The coming years will unlock even greater change as we push further into machine learning, artificial intelligence and even deeper analytics. And as 5G telecommunications takes greater hold, virtual reality becomes mainstream and all kinds of knowledge workers—from doctors through to lawyers — have their jobs augmented by AI, the disruption to our organisations will be big. Very big.
The emergence of these new technologies and the need to operate the entire tech-stack safely in the face of sophisticated cyber threats, and to deliver competitive advantage through technology is going to grow in importance. It’s very real, and it’s very exciting. Every leader is therefore going to require a working knowledge of technology. They won’t need to be experts, but they’ll need to be informed and engaged. Above all, they’ll have to know how to lead transformation.

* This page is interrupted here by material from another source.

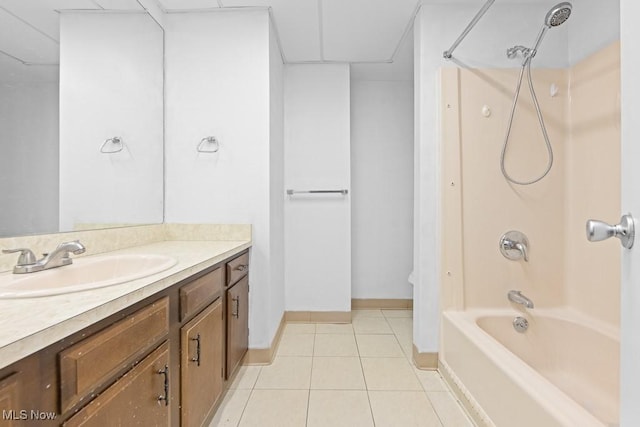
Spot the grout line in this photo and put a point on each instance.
(244, 408)
(320, 30)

Before proceeding, let me first highlight the need to be clear on the difference between the ‘means’ versus the ‘ends’ when it comes to technology. It’s very easy to consider the implementation of technology as the goal. This is simply not true. Ever. Technology is always an enabler, and the ‘means’ to delivering a business outcome or customer advantage which is ‘the ends’.
When your technology project shifts from “let’s deliver an amazing customer and/or shareholder benefit” to “let’s just get the bloody system in” you’ll know that you’re moving towards implementing technology as the ‘ends’ instead of the ‘means’. To avoid this pain and to keep technology squarely as the enabler it should be, here are five steps to help you lead transformation.

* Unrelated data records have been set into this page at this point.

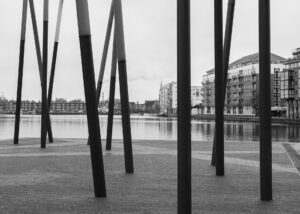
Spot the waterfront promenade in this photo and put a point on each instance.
(59, 179)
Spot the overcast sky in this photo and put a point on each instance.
(150, 36)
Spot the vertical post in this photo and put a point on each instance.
(104, 54)
(226, 56)
(111, 96)
(105, 50)
(20, 74)
(219, 82)
(44, 75)
(90, 97)
(123, 87)
(265, 101)
(54, 55)
(39, 60)
(184, 107)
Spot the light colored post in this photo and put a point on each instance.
(44, 75)
(54, 55)
(104, 54)
(265, 101)
(184, 169)
(123, 87)
(226, 55)
(219, 82)
(39, 59)
(20, 74)
(111, 95)
(90, 97)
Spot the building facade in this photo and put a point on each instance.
(168, 97)
(242, 89)
(290, 85)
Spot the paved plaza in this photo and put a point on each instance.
(59, 179)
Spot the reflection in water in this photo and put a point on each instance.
(144, 127)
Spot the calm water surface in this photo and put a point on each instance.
(143, 127)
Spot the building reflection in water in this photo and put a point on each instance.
(148, 128)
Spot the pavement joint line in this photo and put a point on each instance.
(148, 150)
(293, 156)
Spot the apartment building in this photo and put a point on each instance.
(168, 97)
(242, 89)
(290, 85)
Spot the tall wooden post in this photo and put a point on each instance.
(39, 60)
(123, 87)
(104, 54)
(105, 50)
(20, 74)
(219, 82)
(184, 107)
(265, 101)
(44, 76)
(111, 95)
(226, 55)
(54, 55)
(90, 97)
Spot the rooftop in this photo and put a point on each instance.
(251, 59)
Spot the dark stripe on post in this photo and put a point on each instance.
(39, 60)
(53, 64)
(265, 101)
(44, 76)
(104, 54)
(226, 56)
(20, 73)
(105, 50)
(123, 87)
(111, 97)
(184, 110)
(54, 55)
(219, 86)
(44, 86)
(90, 97)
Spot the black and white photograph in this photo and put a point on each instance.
(149, 106)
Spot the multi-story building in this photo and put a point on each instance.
(168, 97)
(242, 89)
(290, 85)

#1 – Do the Work – Personal commitment of the leader
There’s no substitute for your personal involvement. No one expects you to be the deep technology expert, but they do expect – and deserve – for you to be leading from the front. So, get familiar with the broad technology forces and personally lead the transformation. Leadership of change and driving transformation is not something you can outsource to someone else.
#2 – Make Decisions – Choose, own and communicate a clear strategy
You have to make a decision, which means committing to a choice. Be clear on how you want to compete and differentiate yourself from your competitors and then thoroughly canvas a broad suite of technologies that might help you achieve this. Carefully choose those that best deliver your strategy. Ensure you can communicate what you’re trying to achieve – the ‘ends’ and the ‘means’ – in a sentence or two, and make it sufficiently compelling to build engagement and excitement.
#3 – Build the Team – Get the right people
It’s unlikely you’ll have all the technology skills you need already in house. If you do, then you’re probably not operating at the frontier of what’s technically possible. When assessing technology partners and systems integrators look for temperament (curious & collaborative) and skills (experienced in change). Complement these external professionals with members of your own internal team who believe in the organisation and want to make a material contribution to its future success.
#4 – Be Thorough – Follow a proven methodology and approach
Technology is always the enabler, so get ready to pull the additional ’levers’ you need to be successful. These levers include leveraging the business processes, organisation structures, people and culture and facilities to actually implement real change. You need to fundamentally transform the way work happens and resist the temptation to simply automate what happens now.
#5 – Keep Score – Use KPIs to align and provide regular feedback
You must be able to measure and track what you’re trying to achieve. In these times of significant technology change, never has the adage “if you don’t know where you’re going then any road will take you” been more prescient. Focus on the outcomes that you want to achieve (business requirements) the way the technology stack should operate (non-functional requirements) and most importantly measuring the benefits you’ll deliver. Use these KPIs to set clear expectations, and to hold yourself and others to account.
The degree of technology change we face is unprecedented and growing. Therefore, be clear on the business outcomes you want to achieve, and use these new technologies to enable them. Personally do the work, make choices, get the right team around you and be thorough in pulling the different levers required to implement change. And ensure you keep score with KPIs so that you’ll know you’ve achieved the ‘ends’ rather than calling a false victory based on only delivering the ‘means’.